Inflation is coming! Depending on how and when you consider inflation, it has been very bad (think Jimmy Carter presidency) or very desirable (recent goal of Janet Yellen). How do we know what the right time and amount is, since it’s both bad and good? How will it help or hurt us in our real estate businesses? Well, it’s all about balance, like most things.
There are many definitions of inflation, and little need to review them here. A precise one refers to it as the depreciation in purchasing power of a flat currency, often resulting in the appearance of rising prices. In other words, it’s just what your think, stuff gets more expensive. What’s more important is that there are many measures of inflation. The Fed reviews most, relying in large part on the Personal Consumption Expenditures produced by the Department of Commerce, the Consumer Price Index, and Producer Price Index issued by the Department of Labor. From these indices, the Fed determines what the annual range of inflation is, with 3-4% considered benign.
Just as there are good and bad ranges of inflation, there are good and bad effects from inflation. Here is a summary of bad effects:
• Inflation erodes purchasing power – Inflation is a decrease in the purchasing power of currency. For example, as you may recall, a Porsche in the 1960’s cost around $5,000. While the 2017 model has been improved and is more costly to produce, it will now cost you well over $100,000.
• Inflation can cause more inflation – The urge to spend cash can further boost inflation, thus causing an unnatural acceleration of inflation, creating a vicious cycle. As demand for goods increases, available supply can diminish causing even higher pricing.
• Encourages spending – During inflation, when purchasing power is declining, spenders may buy or invest earlier to get the benefit of their current value of cash. For businesses, it may mean making capital investments that under different circumstances might be put off till later. On the flip side, that could also have positive impacts for those businesses, thus showing that not every inflation consequence is perfectly bad or perfectly good.
• Inflation raises the cost of borrowing – With low interest rates, as we have seen for the last decade or more, borrowing is obviously cheaper to start a business, hire workers or build a building, generally stoking inflation in turn.

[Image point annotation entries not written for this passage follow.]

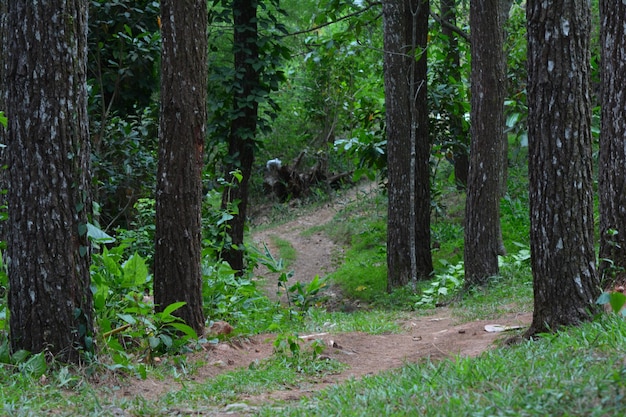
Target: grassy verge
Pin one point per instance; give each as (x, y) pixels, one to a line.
(578, 371)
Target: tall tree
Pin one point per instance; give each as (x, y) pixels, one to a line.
(560, 164)
(177, 257)
(453, 57)
(408, 147)
(44, 52)
(241, 144)
(482, 213)
(612, 166)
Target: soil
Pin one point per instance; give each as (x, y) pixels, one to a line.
(425, 337)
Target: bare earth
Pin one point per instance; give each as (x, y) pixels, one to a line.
(435, 337)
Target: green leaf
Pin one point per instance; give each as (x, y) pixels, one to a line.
(603, 299)
(96, 234)
(187, 330)
(135, 271)
(617, 301)
(167, 341)
(35, 366)
(173, 307)
(5, 353)
(19, 356)
(127, 318)
(154, 342)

By raising interest rates, central banks can put a damper on these “animal spirits”.
On the positive side:
• Inflation can also lower the net cost of borrowing – While interest rates may increase as above, inflation can also cause the net present value of the debt to decrease. The principal payments effectively become “lower value” in inflationary times. Thus, the future debt you may pay back is “less” than what you anticipated.
• Increases growth – Except for the potential increase in interest rates, inflation can spur spending, as mentioned before. Increased spending has a positive impact on businesses providing goods and services. This may also tend to put more people to work, for even further growth.

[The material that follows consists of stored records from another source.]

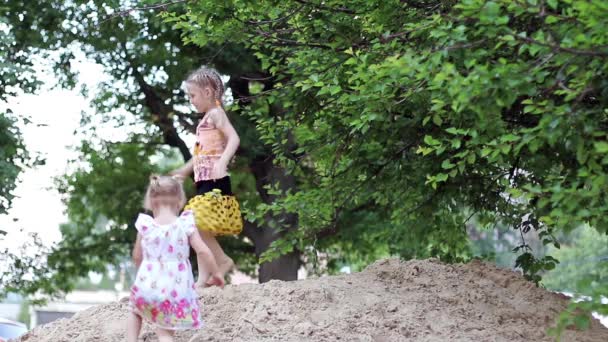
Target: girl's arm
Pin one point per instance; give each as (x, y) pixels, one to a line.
(207, 267)
(137, 254)
(232, 144)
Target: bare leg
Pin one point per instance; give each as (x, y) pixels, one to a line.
(133, 327)
(224, 262)
(164, 335)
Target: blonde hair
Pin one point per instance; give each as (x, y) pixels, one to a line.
(208, 77)
(165, 191)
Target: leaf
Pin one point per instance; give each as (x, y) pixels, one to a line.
(601, 147)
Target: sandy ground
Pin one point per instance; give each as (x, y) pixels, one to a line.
(419, 300)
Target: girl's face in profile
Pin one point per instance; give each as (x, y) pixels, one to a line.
(199, 97)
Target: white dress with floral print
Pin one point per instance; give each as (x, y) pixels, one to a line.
(163, 291)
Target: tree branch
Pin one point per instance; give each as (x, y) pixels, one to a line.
(565, 49)
(163, 6)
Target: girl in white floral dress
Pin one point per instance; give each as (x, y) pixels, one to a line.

• Weakens or strengthens the currency – I’ll end with a bad/good example that shows the relativeness of impact. Depending on whether you are an exporter or importer, inflation benefits or hurts you. With weaker currency, your goods are cheaper and easier to export relative to higher currency countries. The opposite is true of a strong dollar. We are able to buy more imports with that dollar, but produce fewer exports affordable to other nations.
I promised I would suggest what will be good or bad for real estate with our anticipated inflation. But as you see, it depends. Clearly an erosion of purchasing power due to the lower value of cash combined with higher interest rates will make new projects more difficult in the future. Further, if the cycle of spending increases due to consumers buying more sooner, things will get more expensive faster. On the other hand, inflation may push the cost of real estate higher, faster, thus increasing value in the asset, while also reducing relative cost of principal payback. If inflation increases growth, there will be more consumers, potentially more jobs, and potentially more demand, all good for owners of real estate assets.
Complicated, yes! It depends on where you are in the real estate cycle. Those who borrowed early at low rates will benefit from fixed low interest costs, depreciating value of principal payments, appreciation in asset value, etc. Those developing or investing into an interest rate increasing environment will have a harder time. Best advice, spend some time digging deeper into this complicated subject to see where you stand.
Daniel Calano, CRE, is the managing partner and principal of Prospectus, LLC, Cambridge, Mass.